Still – considering we are forever being warned this sort of thing is about to become the norm for big business, TalkTalk makes an interesting case study.
Chief executive Dido Harding's response to the hack was praised and criticised in equal measure – but it sounds as though customers voted with their feet.
Although TalkTalk admitted this morning it took "longer than expected to return the business to normal operational effectiveness", it added that customers are beginning to be more optimistic.

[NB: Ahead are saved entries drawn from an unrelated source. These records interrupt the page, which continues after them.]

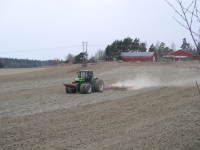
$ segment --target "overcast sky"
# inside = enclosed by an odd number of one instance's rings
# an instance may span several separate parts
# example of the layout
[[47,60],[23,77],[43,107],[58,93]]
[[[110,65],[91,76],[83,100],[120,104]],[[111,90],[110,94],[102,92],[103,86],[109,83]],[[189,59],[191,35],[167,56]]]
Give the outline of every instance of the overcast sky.
[[91,56],[128,36],[147,48],[159,41],[180,49],[183,38],[194,45],[172,16],[183,22],[165,0],[0,0],[0,57],[65,59],[82,52],[83,41]]

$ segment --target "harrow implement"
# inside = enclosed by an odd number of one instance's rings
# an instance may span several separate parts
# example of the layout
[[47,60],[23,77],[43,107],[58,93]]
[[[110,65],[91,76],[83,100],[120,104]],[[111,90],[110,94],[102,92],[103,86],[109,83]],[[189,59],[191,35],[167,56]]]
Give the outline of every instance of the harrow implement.
[[70,88],[76,88],[77,87],[77,84],[72,84],[72,83],[69,83],[69,84],[63,83],[63,85],[66,86],[66,87],[70,87]]
[[134,86],[114,86],[112,84],[106,84],[104,85],[104,89],[113,89],[113,90],[127,90],[127,89],[132,89]]

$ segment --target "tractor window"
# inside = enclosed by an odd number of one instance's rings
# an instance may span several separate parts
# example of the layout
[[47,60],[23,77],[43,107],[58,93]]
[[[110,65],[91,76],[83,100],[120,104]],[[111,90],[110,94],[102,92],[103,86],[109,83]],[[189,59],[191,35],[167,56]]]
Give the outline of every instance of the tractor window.
[[89,77],[93,78],[93,72],[89,72]]
[[81,78],[89,78],[88,72],[81,72]]

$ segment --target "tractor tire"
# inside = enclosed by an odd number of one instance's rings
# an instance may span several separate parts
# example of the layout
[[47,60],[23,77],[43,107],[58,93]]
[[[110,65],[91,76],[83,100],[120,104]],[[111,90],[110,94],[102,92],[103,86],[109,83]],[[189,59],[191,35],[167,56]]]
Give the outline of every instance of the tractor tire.
[[92,91],[92,86],[90,83],[83,83],[80,87],[81,94],[90,94]]
[[95,91],[96,92],[103,92],[104,89],[104,83],[103,80],[97,79],[95,83]]
[[81,94],[84,94],[84,93],[85,93],[85,83],[82,83],[82,84],[81,84],[80,93],[81,93]]
[[95,89],[95,84],[96,84],[96,81],[98,79],[94,79],[94,81],[92,82],[92,92],[96,92],[96,89]]
[[92,91],[92,85],[90,83],[86,83],[84,87],[84,93],[85,94],[90,94]]
[[75,88],[68,87],[68,91],[69,91],[69,93],[76,93]]
[[65,92],[66,92],[67,94],[69,93],[68,87],[65,87]]

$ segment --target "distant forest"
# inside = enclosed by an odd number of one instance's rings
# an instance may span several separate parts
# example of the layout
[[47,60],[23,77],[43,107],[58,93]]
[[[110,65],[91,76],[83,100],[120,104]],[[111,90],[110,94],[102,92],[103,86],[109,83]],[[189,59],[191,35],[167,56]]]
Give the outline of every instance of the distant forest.
[[29,60],[17,58],[0,58],[0,68],[31,68],[50,66],[54,60]]

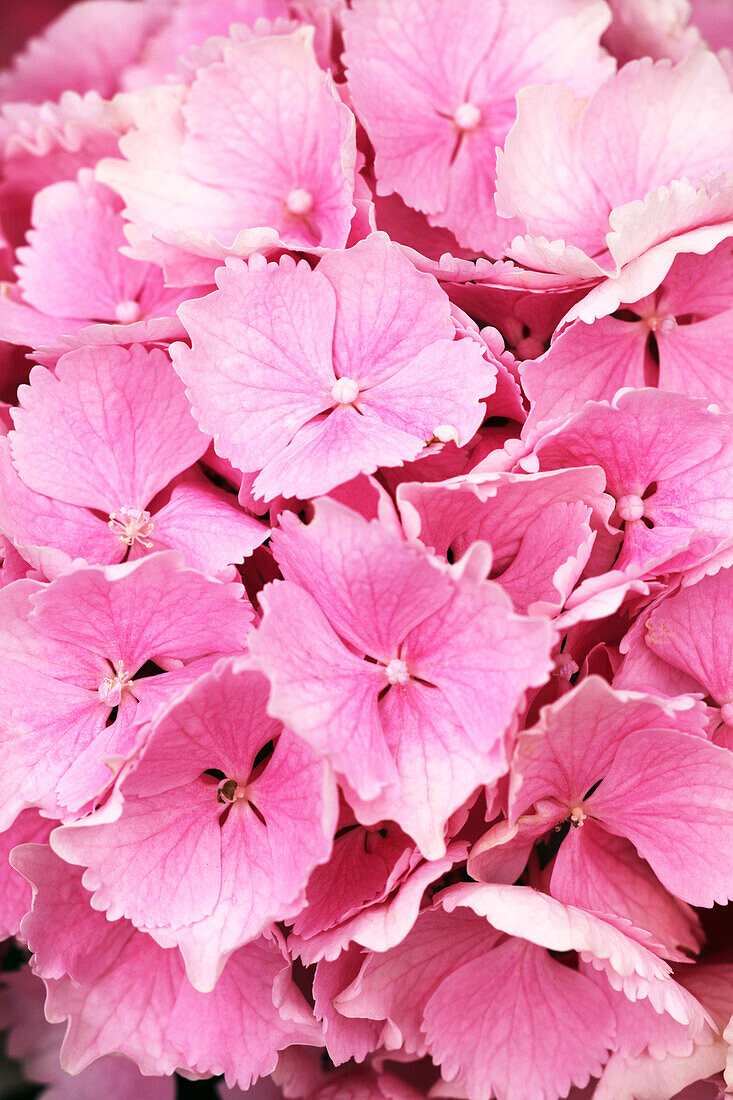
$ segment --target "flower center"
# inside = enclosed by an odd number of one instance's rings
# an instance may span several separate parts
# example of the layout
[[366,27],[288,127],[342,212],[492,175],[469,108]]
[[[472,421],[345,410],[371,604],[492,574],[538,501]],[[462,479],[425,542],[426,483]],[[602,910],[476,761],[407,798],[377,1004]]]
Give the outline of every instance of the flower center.
[[147,541],[153,530],[150,512],[142,508],[133,508],[126,504],[119,512],[110,512],[109,527],[110,530],[119,532],[119,541],[127,546],[137,542],[149,550],[153,545]]
[[644,515],[644,501],[636,493],[629,493],[628,496],[619,497],[616,510],[625,523],[630,523]]
[[461,103],[453,112],[453,121],[459,130],[467,133],[481,124],[481,111],[475,103]]
[[385,667],[384,675],[387,677],[387,682],[390,684],[399,684],[400,686],[407,684],[410,680],[410,670],[407,667],[407,661],[403,661],[401,657],[393,657]]
[[243,802],[247,798],[247,788],[240,787],[236,779],[222,779],[216,793],[217,802]]
[[677,318],[671,313],[663,313],[648,317],[647,324],[652,332],[658,332],[660,336],[671,336],[677,328]]
[[733,703],[723,703],[720,708],[720,717],[723,719],[726,726],[733,728]]
[[125,662],[120,658],[113,676],[105,676],[97,688],[97,695],[102,703],[110,707],[118,707],[123,692],[129,690],[132,684],[132,673],[125,668]]
[[305,214],[310,214],[313,209],[313,196],[303,187],[296,187],[286,198],[285,206],[291,214],[302,218]]
[[586,812],[583,809],[583,803],[579,803],[577,806],[573,806],[570,810],[570,824],[574,829],[579,829],[586,819]]
[[338,378],[331,388],[331,397],[337,405],[352,405],[359,396],[359,383],[353,378]]
[[120,302],[115,310],[115,317],[121,325],[132,325],[140,320],[142,312],[138,302]]

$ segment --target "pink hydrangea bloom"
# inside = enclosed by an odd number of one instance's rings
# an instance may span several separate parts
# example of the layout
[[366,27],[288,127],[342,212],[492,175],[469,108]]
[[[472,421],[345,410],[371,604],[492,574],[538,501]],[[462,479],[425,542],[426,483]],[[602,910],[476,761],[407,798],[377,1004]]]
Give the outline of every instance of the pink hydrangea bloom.
[[77,568],[50,585],[20,581],[0,600],[6,825],[26,806],[55,817],[85,808],[141,721],[243,649],[252,620],[239,585],[185,569],[172,551]]
[[625,386],[706,398],[733,408],[733,252],[677,256],[653,294],[610,317],[576,321],[540,359],[520,367],[530,401],[527,428],[610,401]]
[[589,100],[553,85],[524,89],[517,104],[497,209],[524,224],[513,258],[571,282],[601,280],[571,315],[593,320],[637,301],[677,253],[709,252],[730,235],[733,191],[721,173],[733,169],[733,91],[709,52],[676,66],[631,61]]
[[174,365],[218,453],[260,471],[256,496],[318,496],[479,427],[495,371],[385,235],[315,271],[257,257],[217,281],[181,307],[192,346],[174,345]]
[[501,255],[512,226],[494,206],[496,148],[514,97],[528,84],[595,91],[613,70],[599,47],[608,21],[596,0],[358,0],[344,60],[378,194],[396,191],[460,244]]
[[[30,894],[30,884],[25,886]],[[59,1064],[64,1029],[46,1021],[44,996],[43,982],[30,967],[0,978],[0,1027],[6,1031],[7,1053],[21,1063],[26,1077],[48,1086],[42,1093],[45,1100],[78,1100],[80,1095],[174,1100],[172,1078],[143,1077],[127,1058],[100,1058],[78,1077],[65,1073]]]
[[[600,866],[592,869],[600,838],[595,829],[586,837],[586,818],[630,840],[678,898],[707,906],[728,900],[733,862],[726,861],[730,849],[724,837],[733,829],[733,794],[727,793],[733,792],[733,756],[707,741],[702,708],[690,702],[619,695],[591,676],[545,708],[539,727],[520,735],[512,763],[510,820],[533,804],[549,809],[549,801],[555,814],[546,827],[570,821],[573,827],[560,848],[550,887],[557,884],[562,900],[606,911],[591,904],[603,895],[603,872]],[[713,782],[720,792],[716,800],[710,796]],[[614,853],[606,850],[605,856],[613,859]],[[616,856],[625,860],[621,853]],[[586,859],[588,866],[580,872]],[[620,865],[615,872],[617,877],[630,873]],[[638,924],[641,913],[633,896],[628,904],[632,908],[618,915]],[[653,919],[649,902],[647,908]]]
[[[312,31],[227,44],[190,86],[154,86],[130,110],[126,159],[103,161],[97,175],[125,202],[138,259],[346,244],[354,118],[316,62]],[[201,282],[198,267],[182,281]]]
[[87,868],[96,909],[178,945],[203,991],[233,951],[300,912],[331,854],[330,770],[268,717],[267,696],[261,673],[218,665],[160,715],[117,797],[51,842]]
[[733,1090],[730,12],[4,0],[0,1092]]
[[440,857],[450,814],[506,770],[504,734],[549,671],[549,624],[335,503],[308,527],[286,518],[285,581],[262,594],[250,642],[271,709],[325,753],[358,819],[391,818]]
[[623,686],[640,682],[660,694],[699,692],[716,736],[733,737],[733,669],[728,660],[733,571],[721,569],[661,600],[638,620],[618,674]]
[[476,539],[491,546],[491,576],[519,611],[553,614],[590,558],[613,500],[599,467],[542,474],[473,474],[400,486],[408,535],[458,560]]
[[[72,337],[81,343],[131,344],[184,334],[175,314],[192,292],[166,288],[159,267],[122,255],[120,208],[117,196],[94,183],[87,170],[78,181],[38,192],[28,244],[16,251],[17,283],[5,286],[0,297],[2,339],[63,348],[74,346]],[[55,341],[49,338],[54,330]]]
[[49,550],[63,571],[77,558],[112,564],[162,548],[218,573],[266,538],[263,524],[190,469],[208,439],[163,351],[69,352],[54,372],[34,367],[18,401],[0,454],[0,522],[47,575]]
[[689,567],[733,535],[730,417],[653,389],[588,401],[535,445],[545,470],[601,466],[623,530],[617,568]]

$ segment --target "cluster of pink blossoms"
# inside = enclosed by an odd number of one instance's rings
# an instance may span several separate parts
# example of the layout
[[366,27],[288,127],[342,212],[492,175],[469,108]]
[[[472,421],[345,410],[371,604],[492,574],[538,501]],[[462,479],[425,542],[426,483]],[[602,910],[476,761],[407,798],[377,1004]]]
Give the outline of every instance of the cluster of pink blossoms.
[[733,0],[2,18],[3,1097],[733,1092]]

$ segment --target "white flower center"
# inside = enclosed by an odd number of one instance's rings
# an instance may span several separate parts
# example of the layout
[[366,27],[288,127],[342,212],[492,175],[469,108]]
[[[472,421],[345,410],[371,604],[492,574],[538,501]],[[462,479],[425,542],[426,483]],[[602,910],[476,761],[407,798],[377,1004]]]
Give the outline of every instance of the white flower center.
[[132,325],[142,316],[139,302],[120,302],[115,310],[115,317],[121,325]]
[[647,324],[652,332],[658,332],[660,336],[671,336],[677,328],[677,318],[671,313],[654,314],[647,319]]
[[452,424],[438,424],[437,428],[433,428],[433,439],[437,439],[438,443],[457,443],[458,431]]
[[619,497],[616,501],[616,510],[624,522],[630,523],[635,519],[641,519],[644,515],[644,501],[636,493],[630,493],[628,496]]
[[453,121],[464,133],[475,130],[481,124],[481,111],[475,103],[461,103],[453,112]]
[[119,512],[110,512],[109,526],[112,531],[120,532],[119,541],[128,546],[137,542],[149,550],[153,545],[147,541],[153,530],[153,523],[150,512],[143,508],[133,508],[132,505],[125,504]]
[[286,198],[285,205],[291,214],[302,218],[305,214],[310,214],[313,209],[313,196],[305,188],[296,187]]
[[132,684],[132,673],[125,668],[125,662],[120,658],[117,662],[117,671],[114,676],[105,676],[97,688],[97,695],[102,703],[110,707],[120,705],[123,692]]
[[407,667],[407,661],[403,661],[401,657],[393,657],[385,667],[384,675],[387,677],[387,681],[390,684],[399,684],[402,686],[408,683],[410,679],[410,670]]
[[733,703],[723,703],[720,708],[720,717],[723,719],[726,726],[733,728]]
[[353,378],[339,378],[331,388],[331,397],[337,405],[351,405],[359,396],[359,383]]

"The unconditional free upgrade offer that we made available to all customers drove high levels of engagement with a 14 per cent take-up rate, improved trust in the brand and increased brand consideration."
What TalkTalk said
Harding said:
It is encouraging to see the business returning to normal after a challenging quarter that was dominated by the cyber attack. Our customers have responded well, with almost half a million customers choosing to take up our unconditional offer of a free upgrade. Both churn and new connections recovered during December and January and independent external research has revealed that customers believe that we acted in their best interest. In fact trust in the TalkTalk brand has improved since just after the attack and consideration is higher now than it was before the incident.
Looking forward, we expect to deliver a material step up in profits in the second half, with full year results in line with market consensus. With a renewed focus on our existing customers and the benefits of our transformation programme, we expect to deliver a further material improvement in profits in FY17. As the value for money telecoms provider we are well placed to benefit from the current regulatory reviews in the sector and expect to see quad play driving sustainable long term growth.
In short
Not, by any stretch of the imagination, a good quarter for the company. But it has recovered well.